David Bahn – Reflections

Light from the Word and through the lens

49 Week Bible Challenge – Day 134: The Blood of Martyrs and the Triumph of Christ


Click here for an audio version of this devotion.

I am using readings from the 49 Week Bible Challenge as the basis for these devotions. I encourage you to join me in this discipline. Today’s readings are Acts 7:46-60; Joshua 14; 15; 23; 2 Chronicles 2.

Acts 7:51-60

[Stephen is speaking]

“You stiff-necked people, uncircumcised in heart and ears, you always resist the Holy Spirit. As your fathers did, so do you. 52 Which of the prophets did your fathers not persecute?
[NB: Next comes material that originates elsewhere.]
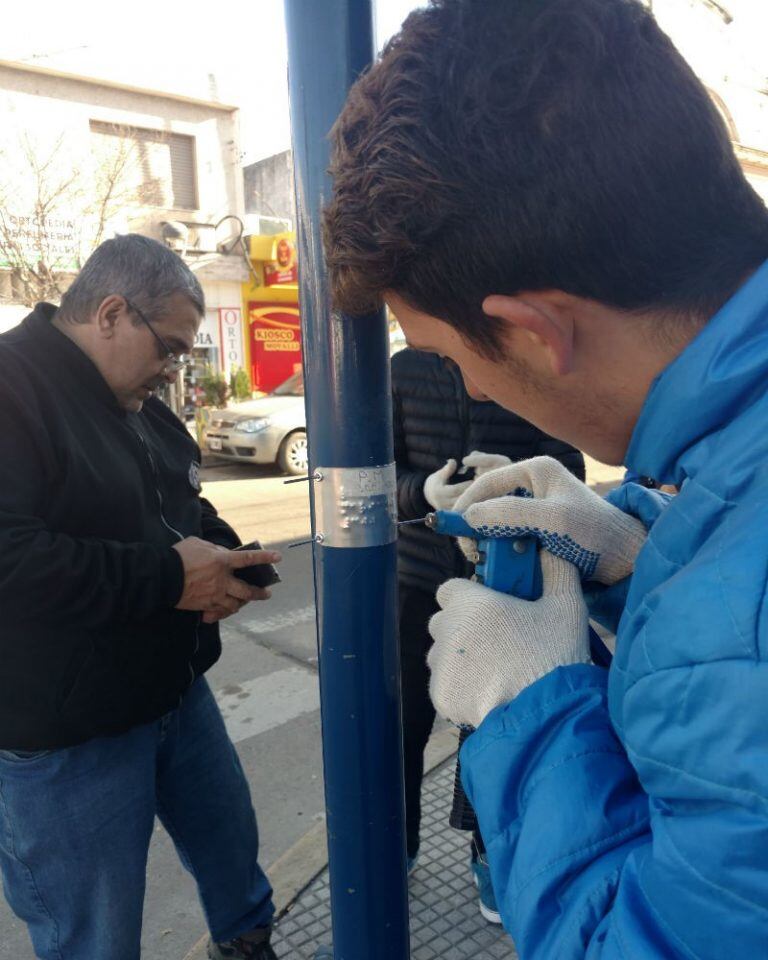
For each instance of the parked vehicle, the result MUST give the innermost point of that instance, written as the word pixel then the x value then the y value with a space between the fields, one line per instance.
pixel 272 429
And they killed those who announced beforehand the coming of the Righteous One, whom you have now betrayed and murdered, 53 you who received the law as delivered by angels and did not keep it.”
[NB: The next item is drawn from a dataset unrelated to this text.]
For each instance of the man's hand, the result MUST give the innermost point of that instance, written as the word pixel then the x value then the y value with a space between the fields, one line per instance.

54 Now when they heard these things they were enraged, and they ground their teeth at him. 55 But he, full of the Holy Spirit, gazed into heaven and saw the glory of God, and Jesus standing at the right hand of God. 56 And he said, “Behold, I see the heavens opened, and the Son of Man standing at the right hand of God.” 57 But they cried out with a loud voice and stopped their ears and rushed together at him. 58 Then they cast him out of the city and stoned him. And the witnesses laid down their garments at the feet of a young man named Saul. 59 And as they were stoning Stephen, he called out, “Lord Jesus, receive my spirit.” 60 And falling to his knees he cried out with a loud voice, “Lord, do not hold this sin against them.” And when he had said this, he fell asleep.

Columbine | Outside Keystone, Colorado | June 2025

People have long tried to blame those who lose their lives for a cause, as if they somehow invited their own fate. I recently came across a line from Charlie Sheen’s book: “As long as I kept wearing hamburger pants on safari, I couldn’t complain about being attacked by a lion.” It’s a tongue-in-cheek way of saying, “If I keep putting myself in harm’s way, I can’t be surprised by the consequences.”
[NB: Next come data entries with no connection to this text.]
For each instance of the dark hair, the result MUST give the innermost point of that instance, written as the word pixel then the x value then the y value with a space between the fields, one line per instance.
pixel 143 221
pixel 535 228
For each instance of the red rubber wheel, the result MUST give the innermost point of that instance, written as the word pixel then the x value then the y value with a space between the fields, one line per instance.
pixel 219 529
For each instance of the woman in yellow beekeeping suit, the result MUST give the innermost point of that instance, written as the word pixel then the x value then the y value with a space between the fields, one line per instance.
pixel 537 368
Some may be tempted to use that logic about people like Charlie Kirk, as though he “made himself a target” for the assassin’s bullet that ended his life last week. That is a cruel and false moral equivalence, unworthy of serious thought.

Consider Stephen in Acts 7. He speaks boldly to the Jewish leaders, naming their part in Jesus’ death: “the Righteous One, whom you have now betrayed and murdered.” He accuses them of receiving the law “as delivered by angels” yet failing to keep it. No wonder they were enraged! Yet James reminds us, “The anger of man does not produce the righteousness of God” (James 1:20). When truth exposes our sin, we may respond with indignation or even violence, rather than repentance.

It is never right to excuse wrongdoing, whatever the provocation. But look carefully at the events surrounding Stephen’s death and you see a larger story unfolding. Tertullian famously wrote, “The blood of the martyrs is the seed of the Church.” Stephen’s witness—and his willingness to die—became the spark that propelled the gospel outward. When Stephen’s accusers laid their garments at the feet of Saul, none of them could imagine how central Saul (soon to be Paul) would become in carrying the good news of Jesus to the nations.

And good news it is. For Jesus has overcome death, sin, and the devil. He forgives our sins and strengthens us to stand against evil and the evil one. He promises life even in the face of death. This gospel truth will stand forever and produce the righteousness of God in hearts and lives — something no human anger or effort could ever accomplish.